Comment vous est venue cette veine littéraire ?
Depuis l’école j’étais une pure littéraire, considérée comme telle et envoyée sans autre forme de procès représenter l’établissement dans les concours littéraires. J’ai par la suite fait des études de droit, matière que j’enseigne à l’université et, un jour que j’étais avec Samir Kassir dans un café, lui racontant un dîner auquel j’avais assisté la veille, je constate qu’il rit aux éclats et me dit « mais tu devrais écrire ! ». Le lendemain, sans trop y croire et toute tremblante, je lui donne un texte qu’il publie aussitôt dans l’Orient express dont il était le rédacteur en chef. J’ai donc continué à croquer mes contemporains et nous avons rassemblé les articles dans un recueil intitulé Frimes et autres délits. Il s’agissait surtout du Liban de l’après-guerre. Puis l’Orient express s’est arrêté et le drame de la mort de Samir Kassir est survenu.
C’est alors que vous commencez votre collaboration avec l’Orient littéraire ?
En effet et au départ, ma rubrique ne faisait pas forcément l’unanimité parce qu’elle était considérée plutôt comme socio-culturelle que purement littéraire, ce qui a suscité un petit débat. J’ai donc commencé à publier en 2010 et, en 2019, je me suis aperçue que j’avais plus d’une centaine de textes à mon actif et que, contrairement à mes craintes, ils ne présentaient pas de redondance.
En 2019 que vous décidez de rassembler les textes en un ouvrage ?
Oui et il était prêt pour le salon du livre 2019 qui, comme vous le savez n’a jamais eu lieu. Je l’ai pris comme un signe prémonitoire : la thaoura allait balayer cette société considérée comme superficielle que je décris. C’était comme un signe d’une déliquescence annoncée, l’insouciance n’est plus de mise, la vie d’antan n’existe plus.
Vos textes ont une action thérapeutique ?

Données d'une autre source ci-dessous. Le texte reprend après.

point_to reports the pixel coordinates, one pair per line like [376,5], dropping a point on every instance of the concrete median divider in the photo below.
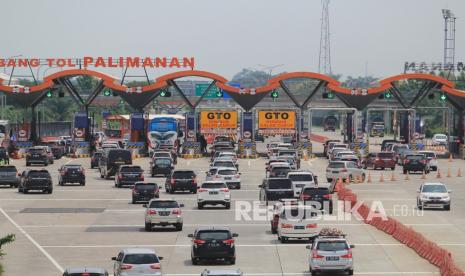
[425,248]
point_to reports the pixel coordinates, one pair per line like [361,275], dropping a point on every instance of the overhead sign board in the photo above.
[280,119]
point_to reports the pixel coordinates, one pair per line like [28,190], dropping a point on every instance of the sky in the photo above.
[367,36]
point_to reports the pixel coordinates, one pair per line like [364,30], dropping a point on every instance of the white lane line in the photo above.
[36,244]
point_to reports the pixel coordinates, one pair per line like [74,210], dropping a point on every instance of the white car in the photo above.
[439,139]
[433,195]
[228,175]
[300,180]
[297,222]
[213,193]
[163,212]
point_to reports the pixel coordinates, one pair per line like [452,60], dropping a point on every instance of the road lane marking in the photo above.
[36,244]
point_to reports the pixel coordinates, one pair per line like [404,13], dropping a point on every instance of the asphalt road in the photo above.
[99,220]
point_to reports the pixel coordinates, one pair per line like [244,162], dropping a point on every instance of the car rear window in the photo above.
[131,169]
[8,169]
[213,235]
[146,186]
[385,155]
[336,165]
[279,184]
[300,177]
[164,204]
[184,174]
[213,185]
[140,259]
[332,246]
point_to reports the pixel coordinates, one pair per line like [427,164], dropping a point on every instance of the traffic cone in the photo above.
[393,177]
[439,174]
[407,176]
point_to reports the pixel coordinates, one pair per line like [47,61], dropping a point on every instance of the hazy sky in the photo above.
[227,35]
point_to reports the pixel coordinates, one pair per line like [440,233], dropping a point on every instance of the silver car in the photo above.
[137,261]
[331,254]
[344,170]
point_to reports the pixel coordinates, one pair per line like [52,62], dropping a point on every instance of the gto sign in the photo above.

Si vous le dites ! Ils visent en tout cas à nous sortir du trio infernal Journal télévisé-mauvaises nouvelles-déprime, qui nous mine au quotidien.
Qu’est-ce qui vous inspire ?
Ce n’est pas absolument pas une œuvre d’imagination (je n’en ai pas !) mais une captation, avec une ironie tendre, des petits travers du quotidien. Ce sont des billets courts et incisifs qui décrivent une situation (que j’ai en général vécue). Il n’y a pas ici de volonté moralisatrice ou de dédain vis-à-vis d’une société dont je fais partie et qui est en voie de disparition.
L’ouvrage est illustré ?
Oui et par une merveilleuse artiste que vous connaissez sûrement, Zeina Abirached. Elle a créé un personnage appelé « La Chaoulette » qui me ressemble étrangement, qui porte collier de perles et lunettes ! Les illustrations apportent beaucoup de pétillant et de gaité à l’ensemble.
A part la société dont vous parodiez très humoristiquement les traditions, y a-t-il d’autres catégories sociales dont vous parlez ?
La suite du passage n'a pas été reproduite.